For large datasets (n > 30), the three methods produce nearly identical results. Differences are most visible when n is small. Always state which method you used when reporting quartiles.
Interquartile range (IQR) and outlier detection
The interquartile range (IQR = Q3 - Q1) measures the spread of the central half of a distribution. It is more robust than the full range because it is not affected by extreme values. John Tukey's box-plot method uses the IQR to flag outliers:
- Mild outliers: values below Q1 - 1.5*IQR or above Q3 + 1.5*IQR.
- Extreme outliers: values below Q1 - 3*IQR or above Q3 + 3*IQR.
Five-number summary and IQR at a glance
| Statistic | Symbol | What it means |
|---|---|---|
| Minimum | Min | Smallest value in the dataset |
| First Quartile | Q1 | 25% of data falls below this value |
| Median | Q2 | 50% of data falls below this value (middle value) |
| Third Quartile | Q3 | 75% of data falls below this value |
| Maximum | Max | Largest value in the dataset |
| Interquartile Range | IQR | Q3 - Q1: spread of the middle 50% |
| Mild outlier fence | 1.5 x IQR | Values beyond Q1 - 1.5*IQR or Q3 + 1.5*IQR |
| Extreme outlier fence | 3 x IQR | Values beyond Q1 - 3*IQR or Q3 + 3*IQR |
Standard descriptive statistics produced from your dataset.
Frequently asked questions
What does Q3 mean in statistics?
Q3, the third quartile, is the value at the 75th percentile of a sorted dataset. Exactly 75% of data points fall at or below Q3 and 25% fall above it. It marks the right edge of the box in a box-and-whisker plot.
How is Q3 different from the mean or median?
The median (Q2) splits data exactly in half, and the mean is the arithmetic average of all values. Q3 specifically marks the 75% point. In a symmetric, bell-shaped distribution the median and mean are close together, and Q3 sits roughly 0.67 standard deviations above the mean. In a skewed distribution these measures can differ substantially.
Why does my textbook give a different Q3 than Excel?
Different quartile methods give different answers for the same dataset. Excel's QUARTILE and QUARTILE.INC functions use the inclusive method, QUARTILE.EXC uses interpolation, and most statistics textbooks use the exclusive (Tukey) method. For small datasets these methods can produce noticeably different values. This calculator lets you choose the method to match your software or textbook.
What is the interquartile range (IQR) used for?
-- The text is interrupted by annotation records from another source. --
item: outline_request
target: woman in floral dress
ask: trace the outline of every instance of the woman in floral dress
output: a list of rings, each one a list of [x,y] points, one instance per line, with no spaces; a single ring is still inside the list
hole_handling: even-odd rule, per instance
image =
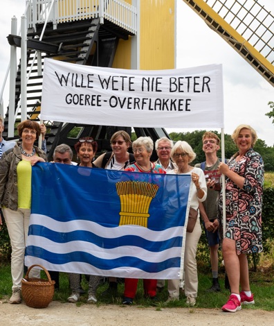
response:
[[[226,175],[226,224],[222,250],[231,289],[229,300],[222,309],[235,312],[241,309],[241,304],[255,303],[249,285],[246,254],[262,251],[264,162],[261,155],[253,149],[257,140],[253,128],[240,125],[231,137],[239,151],[227,164],[220,163],[219,170]],[[221,195],[221,212],[222,201]]]

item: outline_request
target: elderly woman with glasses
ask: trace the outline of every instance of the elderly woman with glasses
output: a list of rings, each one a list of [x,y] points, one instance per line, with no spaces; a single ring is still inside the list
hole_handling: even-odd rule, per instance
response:
[[[46,153],[34,145],[41,133],[39,125],[25,120],[17,126],[21,141],[3,153],[0,160],[0,198],[12,246],[12,295],[10,303],[21,302],[21,281],[28,237],[31,203],[31,166],[46,162]],[[39,277],[33,268],[30,277]]]
[[[207,187],[203,171],[197,167],[190,165],[196,157],[190,145],[186,141],[177,141],[172,148],[171,157],[175,162],[177,168],[169,174],[190,175],[190,207],[197,210],[199,202],[206,199]],[[196,304],[198,293],[198,274],[196,253],[198,242],[201,234],[199,214],[192,232],[186,232],[184,257],[183,280],[185,282],[185,295],[186,303],[190,306]],[[169,297],[167,302],[179,298],[179,280],[168,280]]]
[[[80,138],[74,146],[77,157],[80,160],[79,166],[86,166],[89,168],[95,168],[92,161],[97,151],[97,142],[91,137]],[[88,303],[97,302],[96,291],[100,282],[100,276],[88,275],[89,281],[89,296]],[[77,302],[80,298],[80,275],[75,273],[68,274],[71,289],[72,291],[71,295],[68,298],[69,302]]]
[[[131,172],[143,172],[149,173],[165,173],[163,167],[150,162],[153,151],[153,141],[149,137],[140,137],[132,143],[133,152],[136,162],[129,165],[125,171]],[[138,279],[125,279],[125,292],[123,304],[132,304],[135,297]],[[144,280],[145,296],[154,300],[156,298],[157,280]]]
[[[95,161],[94,164],[108,170],[125,170],[129,164],[135,162],[133,154],[128,152],[131,144],[129,135],[125,130],[115,132],[110,139],[111,152],[104,153]],[[102,295],[104,297],[117,297],[118,283],[116,277],[109,277],[109,287]]]
[[[112,152],[107,152],[100,155],[94,164],[103,169],[111,170],[125,170],[134,161],[134,156],[128,152],[131,144],[129,135],[124,130],[115,132],[111,139]]]

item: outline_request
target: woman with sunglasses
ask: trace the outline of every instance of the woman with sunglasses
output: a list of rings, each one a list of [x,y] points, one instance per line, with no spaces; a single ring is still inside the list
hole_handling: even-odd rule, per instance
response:
[[[34,145],[41,133],[39,125],[25,120],[17,126],[21,141],[3,153],[0,160],[0,198],[12,246],[12,295],[10,303],[21,303],[21,281],[28,237],[31,203],[31,166],[46,162],[46,155]],[[33,268],[30,277],[39,278]]]
[[[161,165],[150,162],[154,144],[149,137],[140,137],[132,143],[133,152],[136,162],[129,165],[125,171],[148,173],[163,173],[165,171]],[[138,280],[136,278],[125,279],[125,292],[123,304],[132,304],[137,291]],[[143,280],[145,296],[155,301],[156,299],[157,280]]]
[[[97,151],[97,142],[91,137],[80,138],[75,144],[77,157],[80,160],[79,166],[87,166],[90,168],[95,168],[92,161]],[[69,282],[72,291],[71,295],[68,298],[69,302],[77,302],[80,298],[80,275],[71,273],[68,274]],[[89,281],[89,296],[88,303],[97,302],[96,290],[98,287],[100,277],[95,275],[88,275]]]
[[[190,175],[192,182],[190,184],[190,207],[197,210],[199,202],[206,200],[207,187],[203,171],[197,167],[190,165],[196,157],[190,145],[186,141],[177,141],[174,146],[171,157],[177,165],[169,172],[169,174]],[[185,247],[184,257],[183,280],[185,281],[185,295],[187,297],[186,303],[190,306],[196,304],[196,298],[198,293],[198,274],[196,252],[198,242],[201,234],[201,228],[198,211],[198,218],[193,231],[186,232]],[[176,300],[179,298],[179,280],[168,280],[169,297],[167,302]]]
[[[124,131],[119,130],[115,132],[111,139],[111,152],[104,153],[95,161],[94,164],[102,169],[109,170],[125,170],[129,164],[135,162],[133,154],[128,152],[131,144],[129,135]],[[109,287],[102,295],[103,297],[117,297],[118,283],[116,277],[109,277]]]
[[[124,130],[115,132],[111,139],[112,152],[104,153],[95,161],[94,164],[102,169],[125,170],[135,162],[134,156],[128,152],[131,144],[129,135]]]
The IQR (Q3 - Q1) measures the spread of the middle 50% of data. It is used to detect outliers (any value more than 1.5 times the IQR above Q3 or below Q1 is considered a potential outlier), to compare variability across datasets without being affected by extreme values, and as a building block for robust statistics like the median absolute deviation.
What is the five-number summary?
The five-number summary is a compact description of a dataset consisting of: the minimum, the first quartile (Q1), the median (Q2), the third quartile (Q3), and the maximum. These five numbers define the box-and-whisker plot. This calculator reports all five values along with the range and IQR.
How do I find Q3 for an odd number of data points?
With an odd number of data points (say n = 9), find the median - it is the single middle value. For the exclusive method, exclude that middle value and take the median of the four values to its right; that is Q3. For the inclusive method, include the median in the upper half (giving five values) and take their median. The two methods can give different results.
Can Q3 equal the maximum value?
Yes. If the top 25% of a dataset is dominated by a single repeated value (for example, a dataset where the top quarter of observations all equal 100), Q3 and the maximum can both equal that value. This often signals a ceiling effect or a heavily right-skewed distribution.